The doctor retention play is unusual. Unihealth recruits mid-career surgeons (35–50 years old) seeking leadership visibility they can’t get in large chains. It matches infrastructure quality of big players (modular OTs, cath labs, ICU), settles doctor dues weekly rather than month-end, and staffs a full-time in-house backbone (medicine, ortho, cardiology, ICU) to de-risk post-op outcomes for visiting consultants. Navi Mumbai has already signed 130+ consultants.

Medical value travel (facilitating international patient inflows to India) was the founder’s original vertical. It remains underdeveloped operationally but strategically important: the company has 250+ live inquiries across Nigeria, Uganda, Tanzania, and Kenya, with a typical 30-day-to-6-month conversion cycle.
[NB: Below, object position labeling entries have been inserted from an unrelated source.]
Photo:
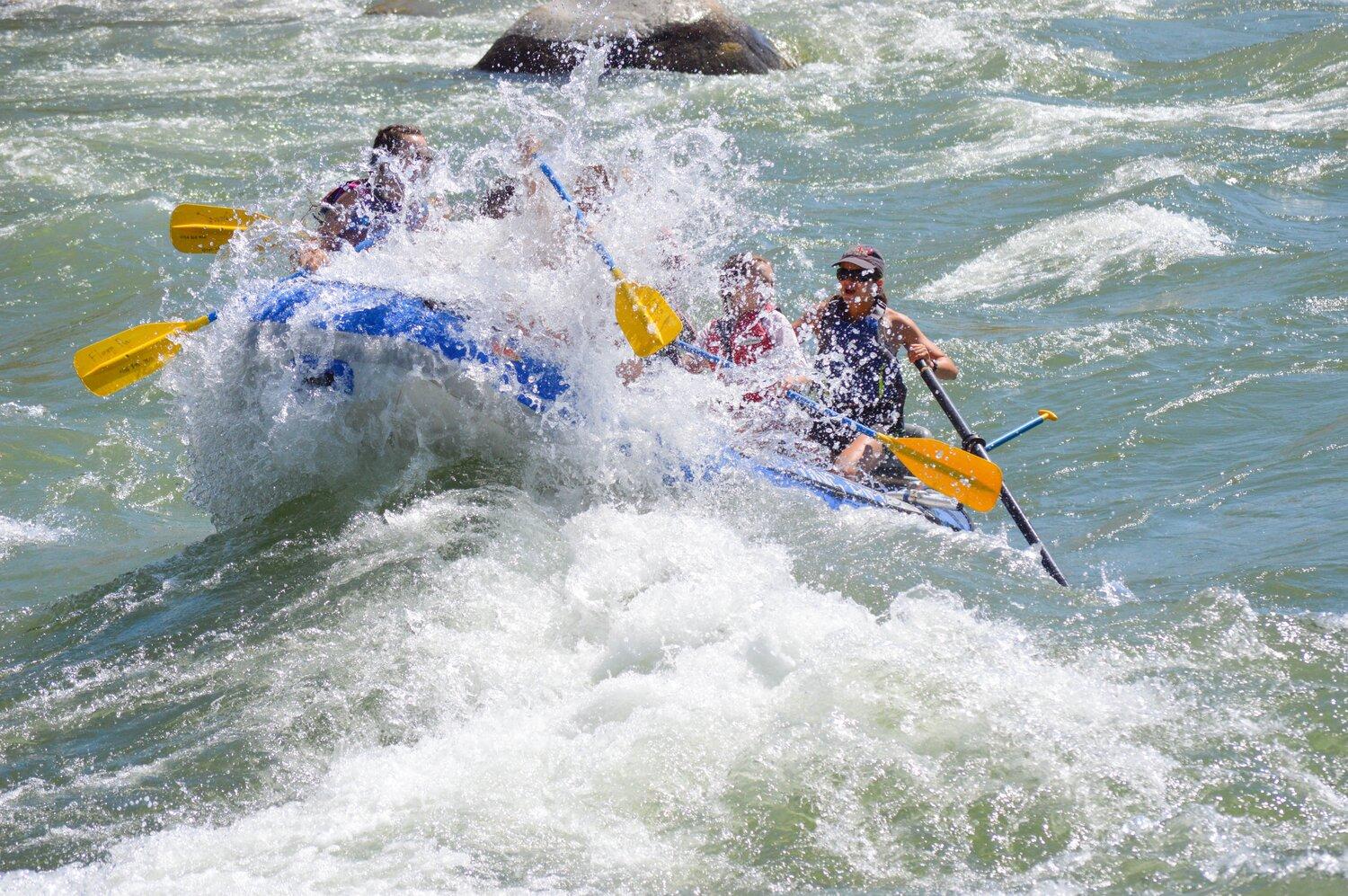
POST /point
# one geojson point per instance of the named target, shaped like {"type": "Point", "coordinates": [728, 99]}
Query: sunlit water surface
{"type": "Point", "coordinates": [253, 640]}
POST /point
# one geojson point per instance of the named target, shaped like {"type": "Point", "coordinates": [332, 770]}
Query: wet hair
{"type": "Point", "coordinates": [496, 201]}
{"type": "Point", "coordinates": [738, 269]}
{"type": "Point", "coordinates": [393, 139]}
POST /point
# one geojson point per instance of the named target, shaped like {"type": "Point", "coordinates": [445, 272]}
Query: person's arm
{"type": "Point", "coordinates": [902, 334]}
{"type": "Point", "coordinates": [332, 220]}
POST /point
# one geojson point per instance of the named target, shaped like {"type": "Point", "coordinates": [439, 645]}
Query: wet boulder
{"type": "Point", "coordinates": [697, 37]}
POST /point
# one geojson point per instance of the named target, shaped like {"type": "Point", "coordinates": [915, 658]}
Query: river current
{"type": "Point", "coordinates": [255, 643]}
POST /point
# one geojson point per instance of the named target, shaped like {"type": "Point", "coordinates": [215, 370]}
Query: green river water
{"type": "Point", "coordinates": [251, 644]}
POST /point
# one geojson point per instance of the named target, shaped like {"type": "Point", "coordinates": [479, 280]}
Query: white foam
{"type": "Point", "coordinates": [15, 534]}
{"type": "Point", "coordinates": [18, 409]}
{"type": "Point", "coordinates": [622, 701]}
{"type": "Point", "coordinates": [1078, 251]}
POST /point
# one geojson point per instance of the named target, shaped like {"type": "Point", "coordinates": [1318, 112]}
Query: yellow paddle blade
{"type": "Point", "coordinates": [207, 228]}
{"type": "Point", "coordinates": [120, 360]}
{"type": "Point", "coordinates": [647, 320]}
{"type": "Point", "coordinates": [954, 472]}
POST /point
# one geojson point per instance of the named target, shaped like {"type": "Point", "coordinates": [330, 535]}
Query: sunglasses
{"type": "Point", "coordinates": [862, 277]}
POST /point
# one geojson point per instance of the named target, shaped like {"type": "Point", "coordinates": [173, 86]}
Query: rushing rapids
{"type": "Point", "coordinates": [417, 636]}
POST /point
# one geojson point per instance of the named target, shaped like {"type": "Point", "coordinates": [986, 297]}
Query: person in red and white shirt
{"type": "Point", "coordinates": [751, 333]}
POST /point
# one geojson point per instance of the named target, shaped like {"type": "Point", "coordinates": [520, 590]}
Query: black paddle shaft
{"type": "Point", "coordinates": [973, 444]}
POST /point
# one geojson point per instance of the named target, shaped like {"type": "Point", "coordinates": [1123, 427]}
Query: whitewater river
{"type": "Point", "coordinates": [250, 643]}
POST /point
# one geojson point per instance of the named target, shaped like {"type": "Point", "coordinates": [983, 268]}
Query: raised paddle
{"type": "Point", "coordinates": [132, 355]}
{"type": "Point", "coordinates": [207, 228]}
{"type": "Point", "coordinates": [975, 481]}
{"type": "Point", "coordinates": [643, 315]}
{"type": "Point", "coordinates": [1045, 414]}
{"type": "Point", "coordinates": [973, 444]}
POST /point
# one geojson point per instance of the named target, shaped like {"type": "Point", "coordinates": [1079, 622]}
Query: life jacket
{"type": "Point", "coordinates": [371, 216]}
{"type": "Point", "coordinates": [741, 340]}
{"type": "Point", "coordinates": [865, 380]}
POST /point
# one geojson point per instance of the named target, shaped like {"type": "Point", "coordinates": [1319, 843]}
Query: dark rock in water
{"type": "Point", "coordinates": [697, 37]}
{"type": "Point", "coordinates": [404, 8]}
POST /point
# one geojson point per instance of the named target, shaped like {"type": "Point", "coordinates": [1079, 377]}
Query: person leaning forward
{"type": "Point", "coordinates": [862, 347]}
{"type": "Point", "coordinates": [371, 207]}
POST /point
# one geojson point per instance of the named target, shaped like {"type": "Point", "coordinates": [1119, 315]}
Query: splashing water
{"type": "Point", "coordinates": [417, 637]}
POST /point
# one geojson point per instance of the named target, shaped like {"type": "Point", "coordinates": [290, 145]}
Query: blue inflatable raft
{"type": "Point", "coordinates": [387, 315]}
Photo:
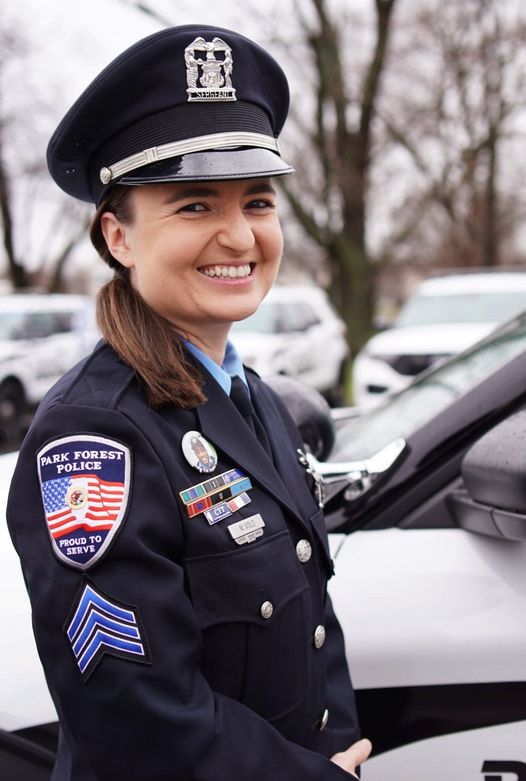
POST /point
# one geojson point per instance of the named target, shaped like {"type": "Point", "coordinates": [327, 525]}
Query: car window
{"type": "Point", "coordinates": [263, 321]}
{"type": "Point", "coordinates": [428, 396]}
{"type": "Point", "coordinates": [462, 308]}
{"type": "Point", "coordinates": [11, 325]}
{"type": "Point", "coordinates": [38, 325]}
{"type": "Point", "coordinates": [298, 316]}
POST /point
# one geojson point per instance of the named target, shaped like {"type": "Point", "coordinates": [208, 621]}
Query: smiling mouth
{"type": "Point", "coordinates": [228, 272]}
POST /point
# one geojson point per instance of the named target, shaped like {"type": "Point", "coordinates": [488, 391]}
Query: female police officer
{"type": "Point", "coordinates": [174, 555]}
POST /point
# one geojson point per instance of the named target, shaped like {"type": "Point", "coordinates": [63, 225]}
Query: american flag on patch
{"type": "Point", "coordinates": [81, 502]}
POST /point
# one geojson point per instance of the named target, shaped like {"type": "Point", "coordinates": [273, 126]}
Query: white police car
{"type": "Point", "coordinates": [445, 315]}
{"type": "Point", "coordinates": [296, 332]}
{"type": "Point", "coordinates": [430, 587]}
{"type": "Point", "coordinates": [41, 337]}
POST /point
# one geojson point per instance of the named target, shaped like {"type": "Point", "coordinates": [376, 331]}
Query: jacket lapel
{"type": "Point", "coordinates": [221, 422]}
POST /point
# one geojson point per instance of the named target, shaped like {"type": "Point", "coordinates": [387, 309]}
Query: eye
{"type": "Point", "coordinates": [193, 208]}
{"type": "Point", "coordinates": [260, 203]}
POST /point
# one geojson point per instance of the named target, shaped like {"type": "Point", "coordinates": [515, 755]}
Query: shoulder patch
{"type": "Point", "coordinates": [85, 484]}
{"type": "Point", "coordinates": [99, 625]}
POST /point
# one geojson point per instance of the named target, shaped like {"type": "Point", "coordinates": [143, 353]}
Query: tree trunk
{"type": "Point", "coordinates": [17, 272]}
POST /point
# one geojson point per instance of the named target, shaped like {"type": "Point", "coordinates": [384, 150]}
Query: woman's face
{"type": "Point", "coordinates": [202, 254]}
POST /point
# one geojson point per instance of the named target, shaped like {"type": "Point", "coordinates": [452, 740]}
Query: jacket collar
{"type": "Point", "coordinates": [220, 421]}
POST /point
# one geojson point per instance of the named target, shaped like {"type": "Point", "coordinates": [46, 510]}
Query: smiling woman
{"type": "Point", "coordinates": [174, 552]}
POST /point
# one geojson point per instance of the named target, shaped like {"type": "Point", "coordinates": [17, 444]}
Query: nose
{"type": "Point", "coordinates": [235, 232]}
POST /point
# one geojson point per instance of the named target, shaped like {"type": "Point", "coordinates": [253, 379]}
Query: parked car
{"type": "Point", "coordinates": [426, 505]}
{"type": "Point", "coordinates": [444, 316]}
{"type": "Point", "coordinates": [41, 337]}
{"type": "Point", "coordinates": [296, 332]}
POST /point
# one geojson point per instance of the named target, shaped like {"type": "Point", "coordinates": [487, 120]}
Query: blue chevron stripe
{"type": "Point", "coordinates": [91, 597]}
{"type": "Point", "coordinates": [106, 643]}
{"type": "Point", "coordinates": [96, 619]}
{"type": "Point", "coordinates": [100, 626]}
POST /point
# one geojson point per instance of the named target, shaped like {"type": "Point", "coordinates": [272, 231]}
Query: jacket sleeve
{"type": "Point", "coordinates": [157, 719]}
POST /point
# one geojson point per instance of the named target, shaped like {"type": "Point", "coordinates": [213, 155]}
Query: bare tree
{"type": "Point", "coordinates": [9, 47]}
{"type": "Point", "coordinates": [333, 211]}
{"type": "Point", "coordinates": [456, 123]}
{"type": "Point", "coordinates": [23, 171]}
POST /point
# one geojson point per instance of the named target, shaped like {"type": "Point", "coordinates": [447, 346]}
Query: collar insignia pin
{"type": "Point", "coordinates": [199, 452]}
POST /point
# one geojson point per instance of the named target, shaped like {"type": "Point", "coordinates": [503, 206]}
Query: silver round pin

Pharma and consultancy account for <9% of revenue—low-margin, high-complexity, and strategically inert. The real economics are in hospital operations.


4. Financials Overview

Figures are consolidated, in ₹ crore.

MetricFY26FY25YoY Change
Revenue132.055.6+137%
EBITDA58.8
PAT25.815.1+71%
EPS16.49.7+69%

FY26 revenue exploded to ₹132 Cr, driven by a full-year contribution from Uganda (growth accelerated mid-FY25), Nigeria’s continued ramp, India’s Navi Mumbai ramp-up post-February soft launch, and the Entebbe acquisition. EBITDA margin: 42.9% (pre-tax basis). Net profit margin: 19.6%.

The jump in PAT (71% vs. revenue’s 137%) reflects elevated depreciation and finance costs: FY26 depreciation jumped to ₹10.2 Cr (from ₹2.5 Cr in FY25) and interest remained at ₹2.3 Cr despite lower debt. Tax rate: 1.8%, well below statutory—benefit of low margins in prior years.

Management on the call attributed elevated FY26 margins to a mix skewed toward mature assets (Uganda Victoria, Nigeria Zhahir). As newer facilities ramp (startup losses + depreciation) and Nashik commissions, consolidated EBITDA margin will compress toward 32–33% baseline, with PAT margins settling at 8–12% during rapid expansion.

Management Concall Guidance (June 2026):

Navi Mumbai (50 beds): operational since mid-February 2026. Initial occupancy ~10% in first months; ARPOB (average revenue per occupied bed) came in at ₹32–32.5k, above management’s initial ₹27.5k plan. Breakeven target: Q2 FY27 (end-September 2026). FY27 occupancy target: 55–62%.

Nashik (200 beds): Hospital registration expected in ~5–10 days (from June call), pharmacy/imaging licenses by month-end, commissioning first week of July. Management applies a standardized greenfield ramp: month 1 occupancy ~2–3%, month 2 ~6–8%, month 4+ >10%, with empanelment ramps (3–6 months post-license for government bodies like Konkan Railways). Breakeven design point: 50% occupancy, typically 9–12 months post-commissioning. For a mature 50-bed unit: peak revenue ₹3.5–4 cr/month, EBITDA margin mid-20s at maturity.

Tanzania Mwanza (20 beds): License expected 3–4 weeks from concall date; infrastructure ready.

Tanzania Dar-es-Salaam (100-bed brownfield): Commercial terms done, legal/statutory approvals pending ~2–3 months. Rationale: immediate revenue upon takeover (running facility), then significant expansion in 2–4 quarters.

FY27 bed ambition: 420+ commissioned (Uganda 150 + Navi 50 + Nashik 200 + Mwanza 20); if Tanzania 100-bed closes, target crosses 500 beds.


5. Market Expectations & Historical Multiples

This section describes how the market is currently pricing the company and how that compares with its own history and peer group. It is descriptive, not predictive.

MetricCurrent5-Yr AveragePeer Median
P/E29.127.845.96
EV/EBITDA13.3
Price/Book5.45.4
ROE21.4%20.6%13.6%
ROCE27.4%14.7%

The market pays 29.1x reported FY26 earnings. Over five years, Unihealth’s average P/E stood at 27.8x, suggesting the current multiple sits near historical par. Among hospital peers (Apollo, Max, Fortis, Aster, Narayana Hrudayalaya, Global Health, Krishna Institute), the median P/E is 45.96x—meaning Unihealth trades at a significant discount to the larger-cap hospital chain peers.

ROE at 21.4% sits above the peer median of 13.6%, pointing to better capital efficiency. ROCE of 27.4% is the highest in the peer set—a function of the company’s smaller, asset-light model and high margins on Africa operations (though that ROCE will compress as Nashik and other greenfield assets mature and require higher capex before generating full returns).